Daha sonra tekrar çeşitli memurluklarda bulundu. Ek iş olarak Ticaret Mekteb-i Alisi'nde hat ve Fransızca öğretmenliği yaptı. 1891'de Mirsad Dergisi'nin açtığı şiir yarışmasında birinciliği kazanınca, edebiyat çevrelerinin dikkatini üstüne çekti. 1892'de Galatasaray Sultanisi'nin ilk bölümüne Türkçe öğretmeni atandı. 1894'te Hüseyin Kâzım Kadri ve Ali Ekrem Bolayır'la birlikte Malûmat Dergisi'ni çıkartmaya başladı. 1895'te hükümetin bütçede kısıntı yapma gerekçesiyle memur maaşlarının yüzde onunu kesmesine tepki olarak Galatasaray'daki görevinden istifa etti ve inzivaya çekildi.

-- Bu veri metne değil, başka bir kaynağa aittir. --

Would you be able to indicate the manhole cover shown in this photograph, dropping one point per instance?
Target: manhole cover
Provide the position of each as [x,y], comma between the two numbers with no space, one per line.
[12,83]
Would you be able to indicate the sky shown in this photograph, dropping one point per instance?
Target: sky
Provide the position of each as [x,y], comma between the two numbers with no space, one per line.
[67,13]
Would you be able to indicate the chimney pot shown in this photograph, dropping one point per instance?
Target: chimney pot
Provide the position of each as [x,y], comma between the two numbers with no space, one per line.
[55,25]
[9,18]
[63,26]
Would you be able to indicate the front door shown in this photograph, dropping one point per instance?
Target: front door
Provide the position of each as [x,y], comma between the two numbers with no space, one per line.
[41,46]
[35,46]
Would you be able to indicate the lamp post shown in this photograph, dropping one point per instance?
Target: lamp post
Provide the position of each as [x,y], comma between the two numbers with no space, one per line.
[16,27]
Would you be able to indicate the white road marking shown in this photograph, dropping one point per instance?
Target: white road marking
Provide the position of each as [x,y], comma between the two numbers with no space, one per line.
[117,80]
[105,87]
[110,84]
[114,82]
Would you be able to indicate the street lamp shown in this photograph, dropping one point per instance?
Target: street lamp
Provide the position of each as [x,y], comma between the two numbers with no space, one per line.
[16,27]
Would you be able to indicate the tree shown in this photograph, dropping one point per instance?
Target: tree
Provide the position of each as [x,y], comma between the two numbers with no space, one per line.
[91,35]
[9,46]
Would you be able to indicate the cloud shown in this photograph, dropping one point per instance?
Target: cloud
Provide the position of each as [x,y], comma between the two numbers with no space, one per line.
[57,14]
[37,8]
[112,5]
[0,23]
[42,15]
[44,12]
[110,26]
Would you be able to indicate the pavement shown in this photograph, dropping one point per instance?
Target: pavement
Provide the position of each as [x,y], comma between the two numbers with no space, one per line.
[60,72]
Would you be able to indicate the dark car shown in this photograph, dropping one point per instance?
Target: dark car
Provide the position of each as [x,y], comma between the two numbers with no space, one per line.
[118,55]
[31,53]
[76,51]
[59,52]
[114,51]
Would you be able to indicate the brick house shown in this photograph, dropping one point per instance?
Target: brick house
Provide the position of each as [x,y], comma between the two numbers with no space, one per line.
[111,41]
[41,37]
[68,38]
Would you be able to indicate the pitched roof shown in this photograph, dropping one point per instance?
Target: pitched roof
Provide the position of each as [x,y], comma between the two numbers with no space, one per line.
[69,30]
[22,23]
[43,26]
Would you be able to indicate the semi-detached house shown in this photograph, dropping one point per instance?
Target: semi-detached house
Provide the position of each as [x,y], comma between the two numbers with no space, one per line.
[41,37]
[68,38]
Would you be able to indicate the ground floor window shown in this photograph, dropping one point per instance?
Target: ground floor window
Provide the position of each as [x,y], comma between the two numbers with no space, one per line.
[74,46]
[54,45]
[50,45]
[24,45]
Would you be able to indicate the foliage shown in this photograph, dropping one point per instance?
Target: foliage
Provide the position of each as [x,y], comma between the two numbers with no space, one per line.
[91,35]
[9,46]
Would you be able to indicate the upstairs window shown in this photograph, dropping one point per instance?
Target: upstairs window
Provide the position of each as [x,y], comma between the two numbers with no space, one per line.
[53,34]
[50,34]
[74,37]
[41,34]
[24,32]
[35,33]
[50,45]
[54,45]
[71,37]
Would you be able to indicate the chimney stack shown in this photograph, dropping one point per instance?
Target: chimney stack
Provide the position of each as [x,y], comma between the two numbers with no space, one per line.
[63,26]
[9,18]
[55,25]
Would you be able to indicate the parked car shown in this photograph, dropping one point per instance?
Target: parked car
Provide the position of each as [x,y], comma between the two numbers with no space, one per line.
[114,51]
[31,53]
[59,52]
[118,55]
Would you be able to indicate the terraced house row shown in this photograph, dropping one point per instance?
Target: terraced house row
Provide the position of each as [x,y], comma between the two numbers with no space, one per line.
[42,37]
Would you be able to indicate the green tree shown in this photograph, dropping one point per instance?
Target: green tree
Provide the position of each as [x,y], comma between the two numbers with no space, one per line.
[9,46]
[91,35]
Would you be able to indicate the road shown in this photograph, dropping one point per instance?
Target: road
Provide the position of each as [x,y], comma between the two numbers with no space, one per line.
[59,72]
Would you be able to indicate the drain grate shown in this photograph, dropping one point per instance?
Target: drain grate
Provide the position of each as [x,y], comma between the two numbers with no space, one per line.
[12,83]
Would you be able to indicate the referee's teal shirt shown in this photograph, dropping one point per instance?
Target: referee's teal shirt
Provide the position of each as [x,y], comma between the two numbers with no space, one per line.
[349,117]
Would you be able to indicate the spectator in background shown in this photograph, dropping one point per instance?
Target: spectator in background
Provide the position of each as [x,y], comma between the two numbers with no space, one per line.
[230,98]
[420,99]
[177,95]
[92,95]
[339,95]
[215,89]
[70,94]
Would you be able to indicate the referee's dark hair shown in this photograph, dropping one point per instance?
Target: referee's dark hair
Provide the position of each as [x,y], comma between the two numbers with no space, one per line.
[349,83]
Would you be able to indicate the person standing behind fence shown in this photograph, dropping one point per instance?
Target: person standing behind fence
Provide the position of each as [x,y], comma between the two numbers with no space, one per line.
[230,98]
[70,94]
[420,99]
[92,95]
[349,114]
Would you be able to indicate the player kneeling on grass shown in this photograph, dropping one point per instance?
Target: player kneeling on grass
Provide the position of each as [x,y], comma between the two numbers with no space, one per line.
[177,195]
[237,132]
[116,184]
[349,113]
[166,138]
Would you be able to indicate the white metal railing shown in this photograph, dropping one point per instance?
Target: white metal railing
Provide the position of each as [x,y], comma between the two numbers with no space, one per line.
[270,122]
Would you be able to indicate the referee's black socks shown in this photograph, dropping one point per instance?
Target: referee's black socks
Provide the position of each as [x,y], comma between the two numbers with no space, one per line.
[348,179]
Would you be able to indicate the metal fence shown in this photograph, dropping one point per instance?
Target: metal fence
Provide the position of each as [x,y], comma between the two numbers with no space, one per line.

1896'da, eski öğretmeni Recaizade Ekrem'in aracılığıyla Servet-i Fünun Dergisi'nin yazı işleri yönetmenliğine getirildi. Aynı yıl Robert Koleji'ne Türkçe öğretmeni olarak tayin edildi. Sultan Abdülhamid yönetimine muhalif olan Batıcılar, muhalefetlerinde uzun süre başarı sağlayamayınca bu durum onları toplumdan kaçış düşüncelerine sürükledi ve Tevfik Fikret’teki "inziva" düşüncesini daha da derinleşti. Bu düşünce, Servet-i Fünun yazarlarınca da benimseniyordu.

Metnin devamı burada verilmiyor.